Episode #450: How to Make Time for What Really Matters Every Day
Productivity expert John Zeratsky lays out his four-step daily framework that has helped him and thousands of other people get more of the really important things done each day. The key takeaway is to establish a daily “highlight.” This is the one thing you want to get done each day that contributes to a bigger vision for your life. Once you establish that highlight, you put it on your calendar and protect that spot from being encroached on by other activities. The other big takeaway I got from this episode is the importance of using tactics to spend less time in your smartphone’s “infinity pools” — apps that offer an ever-replenishing source of content. Things like Twitter and TikTok. Those are time sucks. Avoid them.
Episode #843: 7 Ways to Achieve Tranquility by Tuesday
Laura Vanderkam is a productivity expert who spent a year field-testing a bunch of time management techniques with regular Joes to find out which ones provided the most ROI. We talk about a few of my favorites in this episode, including giving yourself a bedtime, planning one big adventure and one little adventure each week, and creating a “punch list” for tasks.

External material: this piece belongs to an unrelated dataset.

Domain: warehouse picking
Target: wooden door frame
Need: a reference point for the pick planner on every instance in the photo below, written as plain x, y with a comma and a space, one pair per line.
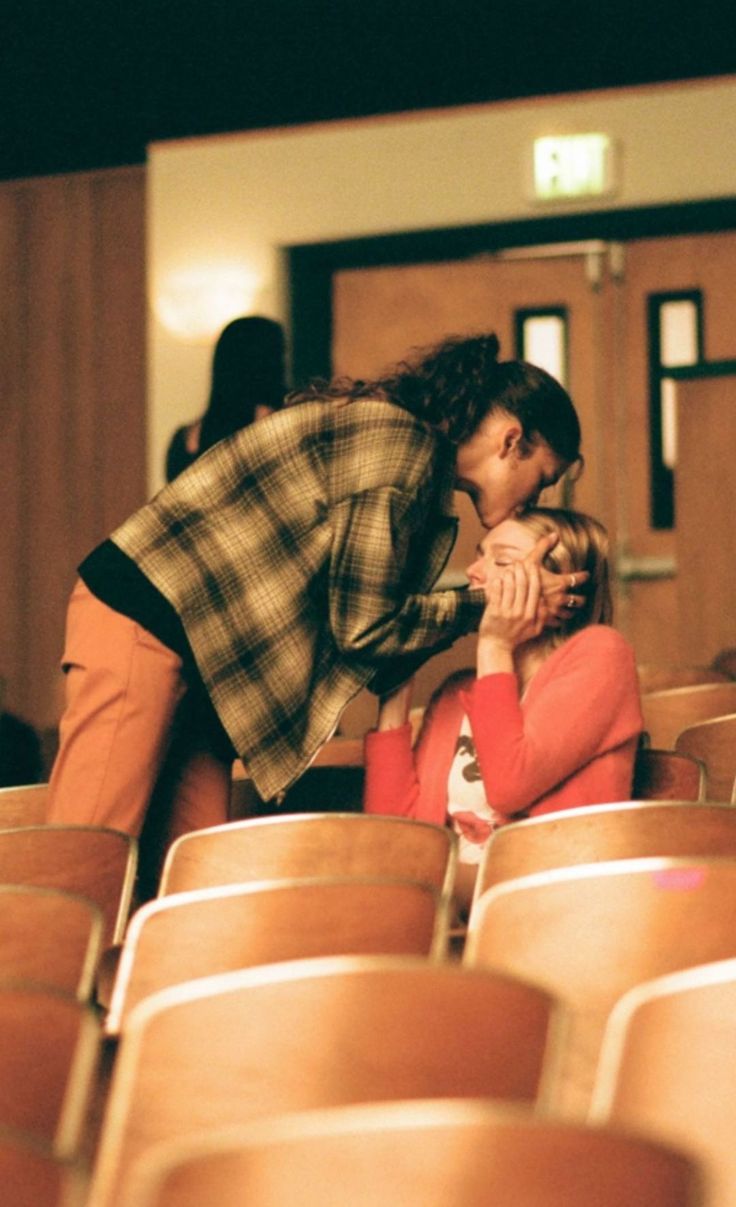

Episode #825: Tactics and Mindset Shifts for Making the Most of Life
Matthew Dicks wears a lot of hats. Among other things, he’s a storyteller, communications consultant, writer, and schoolteacher. In order to excel in his professional life, as well as do what he loves in his personal life, he’s developed a set of strategies that help him be more creative and productive and can be used by anyone who wants to start making the most of life. This episode is filled with actionable advice that you can start implementing today to get more done, including thinking in minutes and not making a thing, a thing.
Episode #821: Routines Are Overrated
One way many people try to wrangle their busy schedules and get more done is to establish strict routines for their day. But author Madeline Dore argues that routines are fragile and can actually backfire. Instead of creating routines, she makes the case for going about your days and tasks in “higgledy-piggledy” fashion. Madeline’s advice syncs up with what I’ve naturally settled on when it comes to getting things done. Instead of routines, I just have a checklist of things I’d like to accomplish each day. The routine checklist is flexible. It can shift to fit the changing landscape of each day. And that flexibility results in more consistency.